1834. Large 8vo, pp. 46, ; with one folding engraved plate; some faint dampstaining affecting upper margins, more prominent in early leaves, with some light foxing and soiling throughout; small faint and illegible signature in centre of title-page, with small ink markings on front free endpaper; uncut in the original printed wrappers, spine considerably worn with loss though holding firm, with two small holes in upper wrapper, covers quite soiled, with a number of small marginal nicks and some edgewear Rare and influential treatise on the clinical uses of acupuncture and electro-puncture, by Dr Francesco da Camino (1786-1864), and one of the first to be published on the subject in Italy. In a series of letters (to Dr Valeriano L. Brera and Vittore Baratte) followed by ‘Sulla Operazione dell’ Ago-Puntura’ and then a series of observations, da Camino discusses the studies of recent European physicians, before then presenting his own case studies and observations. The work includes a folding engraved plate depicting a number of needles. Included in his survey of recent clinical studies are those of Louis-Joseph Berlioz (father of the composer) who was one of the first to use acupuncture clinically, publishing his account in 1816 in Mémoire sur les maladies chroniques, les évacuations sanguines, et l’acupuncture’. His worked influenced both that of Da Camino, and his compatriot Antonio Cararro, whom he also cites. Other authors discussed include Samuel Cooper, James Morss Churchill, Phillippe Béclard, and Jean-Baptiste Sarlandière’s, whose noted work Mémoires sur l'électro-puncture had been published in 1825. Indeed Da Camino followed Sarlandière in applying electrical currents, for which he used Leyden jars.

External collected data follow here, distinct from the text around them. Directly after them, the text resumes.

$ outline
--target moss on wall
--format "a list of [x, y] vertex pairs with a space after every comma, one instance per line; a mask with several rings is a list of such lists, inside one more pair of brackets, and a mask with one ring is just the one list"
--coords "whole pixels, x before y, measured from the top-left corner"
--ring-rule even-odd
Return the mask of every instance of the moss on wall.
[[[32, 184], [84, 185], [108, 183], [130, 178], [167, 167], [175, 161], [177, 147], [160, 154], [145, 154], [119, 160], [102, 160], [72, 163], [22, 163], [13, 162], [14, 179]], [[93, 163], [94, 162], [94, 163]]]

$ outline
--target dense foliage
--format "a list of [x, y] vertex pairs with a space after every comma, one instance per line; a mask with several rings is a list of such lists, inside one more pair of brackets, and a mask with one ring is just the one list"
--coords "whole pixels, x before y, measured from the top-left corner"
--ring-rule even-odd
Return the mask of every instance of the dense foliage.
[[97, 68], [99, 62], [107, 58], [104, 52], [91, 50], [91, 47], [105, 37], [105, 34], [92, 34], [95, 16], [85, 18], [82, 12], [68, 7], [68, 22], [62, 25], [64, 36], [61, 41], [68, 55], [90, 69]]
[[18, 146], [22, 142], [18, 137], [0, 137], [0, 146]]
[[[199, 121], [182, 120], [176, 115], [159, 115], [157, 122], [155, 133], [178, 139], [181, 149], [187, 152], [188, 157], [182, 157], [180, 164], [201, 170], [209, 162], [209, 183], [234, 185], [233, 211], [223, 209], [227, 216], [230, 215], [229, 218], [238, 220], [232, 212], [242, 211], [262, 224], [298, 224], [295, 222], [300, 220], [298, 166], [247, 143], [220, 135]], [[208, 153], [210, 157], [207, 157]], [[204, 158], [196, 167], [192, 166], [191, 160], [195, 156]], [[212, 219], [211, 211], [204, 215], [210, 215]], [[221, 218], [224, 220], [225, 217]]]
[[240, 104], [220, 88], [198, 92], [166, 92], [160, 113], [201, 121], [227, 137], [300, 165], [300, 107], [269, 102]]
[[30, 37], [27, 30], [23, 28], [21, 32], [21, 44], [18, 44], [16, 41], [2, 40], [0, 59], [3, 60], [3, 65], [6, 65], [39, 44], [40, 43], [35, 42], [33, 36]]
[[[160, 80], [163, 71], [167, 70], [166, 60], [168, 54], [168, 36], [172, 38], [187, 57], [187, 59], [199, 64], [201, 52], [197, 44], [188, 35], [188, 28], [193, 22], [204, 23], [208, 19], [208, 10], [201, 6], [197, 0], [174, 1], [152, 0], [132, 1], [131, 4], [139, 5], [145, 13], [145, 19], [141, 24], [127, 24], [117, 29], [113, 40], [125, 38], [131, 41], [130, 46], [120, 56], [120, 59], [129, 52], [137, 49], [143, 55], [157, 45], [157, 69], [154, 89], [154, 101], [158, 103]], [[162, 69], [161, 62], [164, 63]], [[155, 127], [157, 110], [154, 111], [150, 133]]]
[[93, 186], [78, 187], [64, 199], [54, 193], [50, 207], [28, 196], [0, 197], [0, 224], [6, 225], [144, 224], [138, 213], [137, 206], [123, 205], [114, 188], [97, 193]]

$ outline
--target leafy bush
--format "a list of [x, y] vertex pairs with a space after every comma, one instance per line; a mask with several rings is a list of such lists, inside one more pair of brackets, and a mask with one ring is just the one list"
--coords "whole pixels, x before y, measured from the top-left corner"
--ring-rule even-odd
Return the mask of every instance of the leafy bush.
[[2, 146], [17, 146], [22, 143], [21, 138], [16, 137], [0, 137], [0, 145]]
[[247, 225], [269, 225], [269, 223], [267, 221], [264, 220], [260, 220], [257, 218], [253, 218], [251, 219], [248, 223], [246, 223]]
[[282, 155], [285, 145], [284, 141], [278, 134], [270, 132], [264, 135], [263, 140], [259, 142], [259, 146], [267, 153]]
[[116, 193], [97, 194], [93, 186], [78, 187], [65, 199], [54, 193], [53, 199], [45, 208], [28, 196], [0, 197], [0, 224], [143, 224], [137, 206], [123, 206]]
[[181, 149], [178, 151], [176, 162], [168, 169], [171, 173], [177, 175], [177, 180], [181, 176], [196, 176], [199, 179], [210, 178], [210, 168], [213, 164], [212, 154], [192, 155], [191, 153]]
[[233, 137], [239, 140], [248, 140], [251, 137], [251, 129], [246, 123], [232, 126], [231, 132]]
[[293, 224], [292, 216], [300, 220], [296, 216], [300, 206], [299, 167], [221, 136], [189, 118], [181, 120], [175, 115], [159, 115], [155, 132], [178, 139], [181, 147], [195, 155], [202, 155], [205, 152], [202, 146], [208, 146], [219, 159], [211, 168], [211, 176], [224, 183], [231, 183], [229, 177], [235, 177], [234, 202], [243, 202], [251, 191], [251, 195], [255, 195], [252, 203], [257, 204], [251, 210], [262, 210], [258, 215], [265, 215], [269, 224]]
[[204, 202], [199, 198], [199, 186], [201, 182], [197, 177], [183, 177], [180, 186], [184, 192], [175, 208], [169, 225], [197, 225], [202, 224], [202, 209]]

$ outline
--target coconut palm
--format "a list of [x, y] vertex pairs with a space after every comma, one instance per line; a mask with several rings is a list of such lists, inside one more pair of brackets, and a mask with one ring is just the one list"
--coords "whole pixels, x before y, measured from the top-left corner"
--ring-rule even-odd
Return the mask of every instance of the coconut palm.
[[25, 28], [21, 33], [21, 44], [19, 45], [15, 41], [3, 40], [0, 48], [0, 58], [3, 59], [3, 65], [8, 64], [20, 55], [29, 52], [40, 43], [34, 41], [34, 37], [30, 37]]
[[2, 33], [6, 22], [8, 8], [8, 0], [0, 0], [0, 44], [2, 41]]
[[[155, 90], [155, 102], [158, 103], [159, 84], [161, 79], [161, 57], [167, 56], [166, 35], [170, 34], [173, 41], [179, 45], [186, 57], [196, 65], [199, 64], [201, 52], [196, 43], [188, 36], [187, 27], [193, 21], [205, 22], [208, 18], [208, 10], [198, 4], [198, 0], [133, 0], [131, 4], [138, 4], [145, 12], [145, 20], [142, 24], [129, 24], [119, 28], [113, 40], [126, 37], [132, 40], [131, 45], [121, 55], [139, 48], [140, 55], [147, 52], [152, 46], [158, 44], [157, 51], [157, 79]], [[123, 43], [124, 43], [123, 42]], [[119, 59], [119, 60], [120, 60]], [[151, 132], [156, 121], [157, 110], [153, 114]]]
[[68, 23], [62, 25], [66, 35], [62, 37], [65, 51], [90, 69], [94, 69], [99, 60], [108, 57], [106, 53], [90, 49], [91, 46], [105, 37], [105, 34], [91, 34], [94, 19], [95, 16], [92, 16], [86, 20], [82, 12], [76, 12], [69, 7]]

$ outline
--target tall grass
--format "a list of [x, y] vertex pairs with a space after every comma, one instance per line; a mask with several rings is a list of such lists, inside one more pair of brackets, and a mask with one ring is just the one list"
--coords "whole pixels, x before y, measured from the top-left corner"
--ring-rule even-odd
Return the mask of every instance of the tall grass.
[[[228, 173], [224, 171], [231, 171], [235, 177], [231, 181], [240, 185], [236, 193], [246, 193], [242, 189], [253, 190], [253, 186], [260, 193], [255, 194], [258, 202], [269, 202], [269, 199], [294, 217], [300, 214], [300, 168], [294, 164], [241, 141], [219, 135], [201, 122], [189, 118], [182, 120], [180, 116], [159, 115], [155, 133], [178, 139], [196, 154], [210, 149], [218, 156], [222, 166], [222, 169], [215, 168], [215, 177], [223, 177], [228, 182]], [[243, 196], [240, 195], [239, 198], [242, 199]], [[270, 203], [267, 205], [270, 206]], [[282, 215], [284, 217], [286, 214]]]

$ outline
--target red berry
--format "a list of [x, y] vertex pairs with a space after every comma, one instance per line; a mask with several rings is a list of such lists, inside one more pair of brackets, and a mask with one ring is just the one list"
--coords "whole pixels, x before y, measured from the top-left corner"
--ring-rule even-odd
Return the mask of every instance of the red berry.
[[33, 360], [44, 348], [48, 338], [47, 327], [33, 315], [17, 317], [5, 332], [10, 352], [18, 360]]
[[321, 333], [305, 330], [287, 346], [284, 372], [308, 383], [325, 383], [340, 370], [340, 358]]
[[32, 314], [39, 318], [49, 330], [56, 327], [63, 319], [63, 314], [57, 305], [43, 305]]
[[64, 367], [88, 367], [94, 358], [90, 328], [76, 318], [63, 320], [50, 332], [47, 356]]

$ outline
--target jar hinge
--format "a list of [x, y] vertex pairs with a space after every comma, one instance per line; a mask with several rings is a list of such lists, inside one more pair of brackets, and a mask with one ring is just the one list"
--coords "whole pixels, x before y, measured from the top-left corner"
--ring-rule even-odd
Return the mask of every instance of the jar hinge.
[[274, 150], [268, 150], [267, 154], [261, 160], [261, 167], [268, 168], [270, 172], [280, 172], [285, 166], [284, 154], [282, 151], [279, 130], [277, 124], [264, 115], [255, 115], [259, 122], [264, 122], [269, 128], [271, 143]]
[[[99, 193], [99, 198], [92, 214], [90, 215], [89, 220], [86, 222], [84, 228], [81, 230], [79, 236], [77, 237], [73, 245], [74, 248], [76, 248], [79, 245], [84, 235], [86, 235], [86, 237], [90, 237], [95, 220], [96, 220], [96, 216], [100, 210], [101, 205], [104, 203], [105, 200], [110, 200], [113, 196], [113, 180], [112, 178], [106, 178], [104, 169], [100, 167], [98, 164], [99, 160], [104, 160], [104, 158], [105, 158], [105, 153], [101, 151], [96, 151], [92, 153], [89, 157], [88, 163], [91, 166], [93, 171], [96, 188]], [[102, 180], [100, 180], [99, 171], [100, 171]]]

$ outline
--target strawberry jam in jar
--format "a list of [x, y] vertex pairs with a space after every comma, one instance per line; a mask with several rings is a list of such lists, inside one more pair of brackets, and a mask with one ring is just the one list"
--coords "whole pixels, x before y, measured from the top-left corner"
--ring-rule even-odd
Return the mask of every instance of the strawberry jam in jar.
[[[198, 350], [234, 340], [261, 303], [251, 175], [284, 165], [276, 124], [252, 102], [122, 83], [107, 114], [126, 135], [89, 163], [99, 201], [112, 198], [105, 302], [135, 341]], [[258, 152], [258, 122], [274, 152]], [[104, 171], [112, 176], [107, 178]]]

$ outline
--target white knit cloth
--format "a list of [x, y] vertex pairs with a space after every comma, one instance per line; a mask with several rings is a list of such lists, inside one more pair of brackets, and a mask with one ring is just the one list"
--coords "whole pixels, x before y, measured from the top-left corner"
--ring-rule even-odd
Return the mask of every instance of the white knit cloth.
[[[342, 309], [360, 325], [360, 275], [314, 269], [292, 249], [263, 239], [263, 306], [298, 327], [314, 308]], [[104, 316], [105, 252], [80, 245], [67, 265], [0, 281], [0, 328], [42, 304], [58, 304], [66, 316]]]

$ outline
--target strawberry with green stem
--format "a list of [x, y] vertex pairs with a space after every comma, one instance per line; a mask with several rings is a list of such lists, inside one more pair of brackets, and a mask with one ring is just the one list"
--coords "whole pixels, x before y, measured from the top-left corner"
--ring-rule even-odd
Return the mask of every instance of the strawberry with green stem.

Constantino Bozetti’s work of 1820 ‘Memoria sull’ago-puntura’ is considered by many to be the first Italian study of note, followed by that of Antonio Carraro ‘Saggio sull’agopuntura’ (1825), and then the works of Da Camino. From what we can establish, the short ‘Sulla Operazione’ section was previously published in Treviso in the journal Giornale sulle Scienze e Lettere delle Provincie Venete n° 49 (1825), Da Camino subsequently publishing further treatise on the subject in 1847, amongst many other medical articles.
A graduate of Padua, da Camino (also da Camin), worked for a time as head doctor of the surgical department of the Hospital of Trieste. He is also remembered for his surgical treatment of carcinomas.
Bibliography: See Gwei-Djen Lu and Joseph Needham, Celestial Lancets: A History and Rationale of Acupuncture and Moxa, p. 296; OCLC locates copies at the National Library of Medicine, Aberdeen and the Wellcome (copy now digitised).